Saturday, September 01, 2007

Mad Men and Cultural Critique

I have been watching a new show about advertising executives in the 1960's that is surpisingly well written. Take this quote for instance:

"Kids today have no one to look up to... because they are looking up to us." - From episode 4 of the TV show Mad Men

Does every generation think that the new generation is going to be the last because they are not like them or their fathers? I wonder if we have it in us to step back and see what should and should not be a priority when we criticize a particular generation. Please feel free to discuss this amongst yourselves.

2 comments:

Christopher Mark Van Allsburg said...

I don't know about the cultural inquiry you've asked us to respond to, but I will say my wife and I appreciate the show a great deal--for so many reasons. The writing and acting are good. It's dark. Something ominous is always brooding during the show.

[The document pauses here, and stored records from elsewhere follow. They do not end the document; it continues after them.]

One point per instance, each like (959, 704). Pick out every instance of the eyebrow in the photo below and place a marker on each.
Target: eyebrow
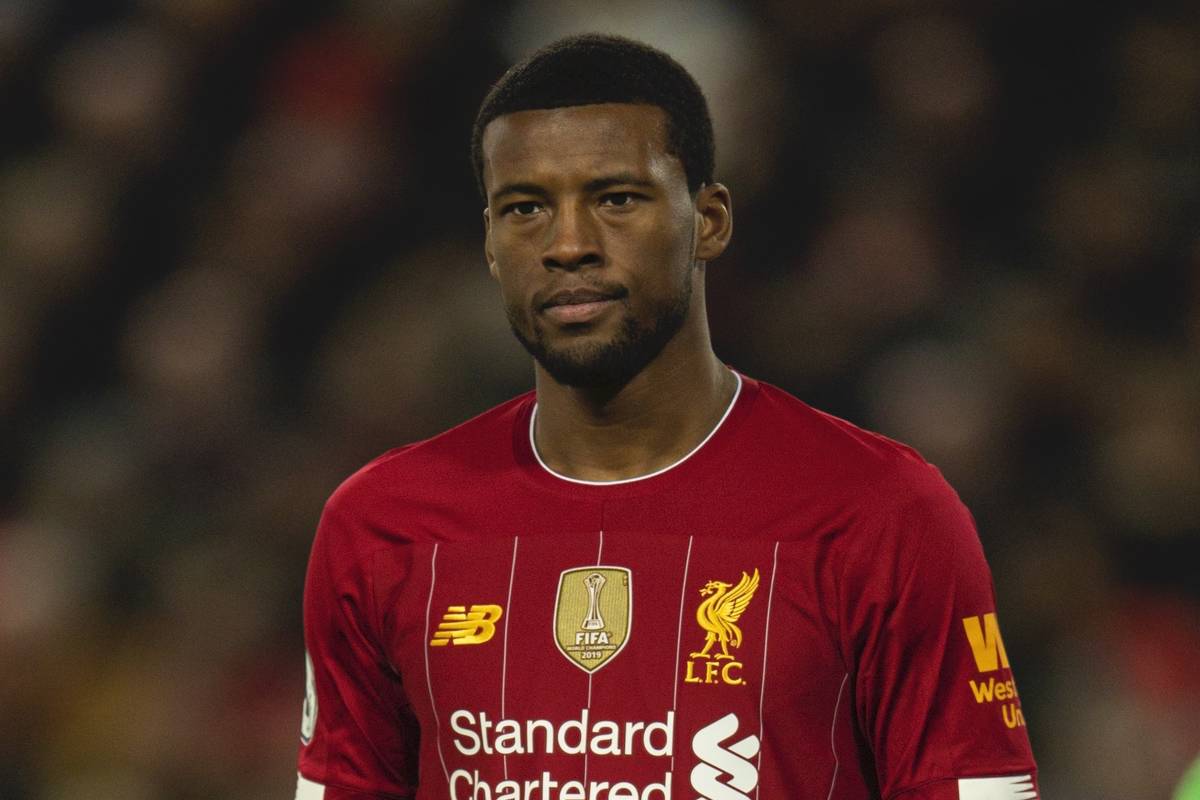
(592, 186)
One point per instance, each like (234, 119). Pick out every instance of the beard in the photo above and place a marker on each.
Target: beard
(612, 364)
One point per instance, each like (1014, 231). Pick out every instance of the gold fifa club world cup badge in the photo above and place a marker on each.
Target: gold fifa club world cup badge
(592, 614)
(718, 614)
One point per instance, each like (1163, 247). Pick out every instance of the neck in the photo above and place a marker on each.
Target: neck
(651, 422)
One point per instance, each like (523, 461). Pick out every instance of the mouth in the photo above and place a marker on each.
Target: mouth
(576, 306)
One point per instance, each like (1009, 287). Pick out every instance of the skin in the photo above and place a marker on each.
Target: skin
(587, 198)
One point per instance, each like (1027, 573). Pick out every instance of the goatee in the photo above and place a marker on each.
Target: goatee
(613, 364)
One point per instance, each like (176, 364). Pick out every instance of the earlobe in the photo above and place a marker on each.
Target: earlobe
(715, 210)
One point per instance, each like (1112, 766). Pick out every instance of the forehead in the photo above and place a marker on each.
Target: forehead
(579, 140)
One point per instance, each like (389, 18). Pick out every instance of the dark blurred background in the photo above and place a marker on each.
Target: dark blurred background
(240, 254)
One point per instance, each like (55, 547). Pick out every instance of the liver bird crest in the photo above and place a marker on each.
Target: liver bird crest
(720, 611)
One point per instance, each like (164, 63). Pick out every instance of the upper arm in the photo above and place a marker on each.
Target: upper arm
(935, 695)
(359, 738)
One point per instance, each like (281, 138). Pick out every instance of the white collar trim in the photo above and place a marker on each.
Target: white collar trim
(533, 445)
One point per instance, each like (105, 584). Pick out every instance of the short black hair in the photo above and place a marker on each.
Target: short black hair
(600, 68)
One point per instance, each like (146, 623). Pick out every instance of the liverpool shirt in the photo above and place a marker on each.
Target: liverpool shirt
(796, 609)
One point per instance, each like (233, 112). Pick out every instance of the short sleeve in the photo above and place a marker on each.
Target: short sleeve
(935, 695)
(359, 739)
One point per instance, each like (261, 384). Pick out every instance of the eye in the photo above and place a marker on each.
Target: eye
(522, 208)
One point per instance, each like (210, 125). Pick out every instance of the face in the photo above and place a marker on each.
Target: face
(594, 239)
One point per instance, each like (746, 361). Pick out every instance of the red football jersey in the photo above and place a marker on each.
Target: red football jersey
(796, 609)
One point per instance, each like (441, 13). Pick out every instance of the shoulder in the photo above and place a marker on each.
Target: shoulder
(838, 457)
(478, 445)
(376, 500)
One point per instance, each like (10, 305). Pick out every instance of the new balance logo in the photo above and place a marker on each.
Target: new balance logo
(462, 626)
(731, 762)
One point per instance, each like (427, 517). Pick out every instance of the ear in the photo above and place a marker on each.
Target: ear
(487, 242)
(714, 221)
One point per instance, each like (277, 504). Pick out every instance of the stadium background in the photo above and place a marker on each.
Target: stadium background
(240, 254)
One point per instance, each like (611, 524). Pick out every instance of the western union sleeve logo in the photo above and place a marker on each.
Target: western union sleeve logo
(462, 626)
(988, 649)
(718, 615)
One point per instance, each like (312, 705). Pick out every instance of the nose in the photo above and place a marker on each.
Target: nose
(574, 240)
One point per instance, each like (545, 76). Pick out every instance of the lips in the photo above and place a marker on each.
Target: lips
(581, 306)
(581, 296)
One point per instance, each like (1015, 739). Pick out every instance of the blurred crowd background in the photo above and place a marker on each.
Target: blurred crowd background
(240, 254)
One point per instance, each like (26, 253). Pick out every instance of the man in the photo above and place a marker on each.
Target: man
(652, 577)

It's a great commentary on how we thought of the postwar decade (and a half) as being a time of great prosperity and happiness. And it was--but the darkness of people's lives I think was swept under the rug in many ways, the irony of which is seen in the advertisments themselves: happy people buying products that make them what they want to be--happy.

Coffee Joe said...

I do appreciate the irony. And I do like the dark portrayal of the post war success. There is quite a lot of philosophy in the show and I love it (not the philosophy itself, mind you).